読者というのは敏感なもので、ちょっとでもこちらが手を抜くと、てきめんに実売率に跳ね返ってくる。ぼくは毎晩、編集長と飲みながら打開策を練った。

「こんなのはできないだろうか」
と、ある日編集長が言い出した。

「きのうベッドでぼけっと寝そべっていたら、天井のシミが女の子のヌードに見えてきたんだよ。で、思ったんだけど『等身大のヌードポスター』とかがあったら、彼女のいない男が天井に貼って楽しむんじゃないか」

等身大ということは、天地1.7mの印刷物だ。撮影はなんとかできるとして、問題は製版と印刷。駅貼りポスターの大きさを考えれば、不可能ではないかもしれないが、コストがどのくらいかかるか想像もつかない。
しかし今までに見たことのないものができたら、きっと話題になるだろう。

「明日、学研の生産管理部に聞いてみます。

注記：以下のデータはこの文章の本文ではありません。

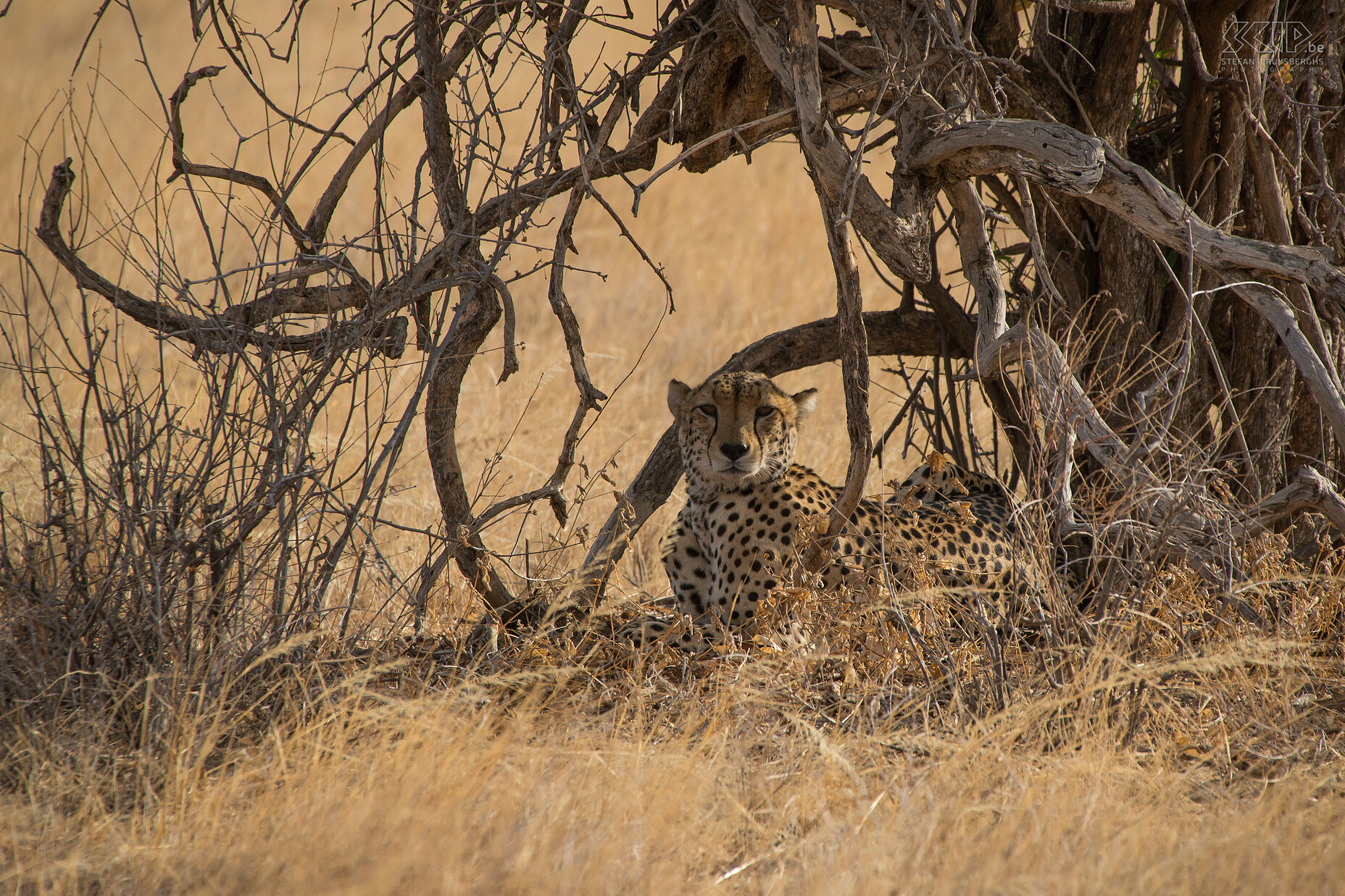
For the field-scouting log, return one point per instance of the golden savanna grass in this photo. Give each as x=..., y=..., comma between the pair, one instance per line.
x=1180, y=753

ほかの出版社にできなくても、学研ならできるかもしれません」
ぼくはそう答えた。

翌日、上池台の学研本社を訪ねた。生産管理の人たちには、いつも社の駐車場を貸してあげているし、ぼくが特殊印刷や製本工程のことに興味を持って聞きに行くので、みんな顔なじみだ。

「山ちゃん、今日は何の用事?」
「あ、中右さん。じつは編集長が等身大ポスターを付録にしたいと言い始めたんで、可能かどうか聞きに来たんです」

「あー、等身大ね。たぶんできるけど、付録はむずかしいよ」
「どうしてですか?」
「折らないと雑誌付録にならないでしょ。等身大のでかいコート紙をA4に折ったら、たぶん割れちゃうよ。折る機械もないし」

「なるほど。そこまで考えていませんでした」
「業者に聞いてみるけど、あまり期待しないでね。あと、販売局にもひと声かけておいたほうがいいよ。やることになったら、結束だの梱包だので大騒ぎになるから。それに、取次がOKするかどうかわからないでしょ」
「わかりました。お願いします」

その足で販売局の雑誌販売部を訪ねた。ちょうど懇意にしている沢田次長がいた。
「山崎くん、やったね。『おとこの遊び専科』、いい感じじゃない」
「その件なんですけど、マンネリになる前に手を打ちたいと編集長が」

「いいことだよ。次々に新しい手を打つ。やっぱり勢いのある雑誌は違うね」
「等身大のヌードポスターを付録にしたいんです」
「おいおい、巻物はつけられないよ」
「折る方向で考えているんですけど」
「できるのかなあ。生管は何て?」

「中右さんは、折る業者を探してくれるそうです」
「でも、綴じこめないだろう?」
「そうですね。たぶん無理でしょう」

「可能性が見えたら、教えてよ。取次と相談するから」
「よろしくお願いします」
実現の可能性は、あまり高くなさそうに思われた。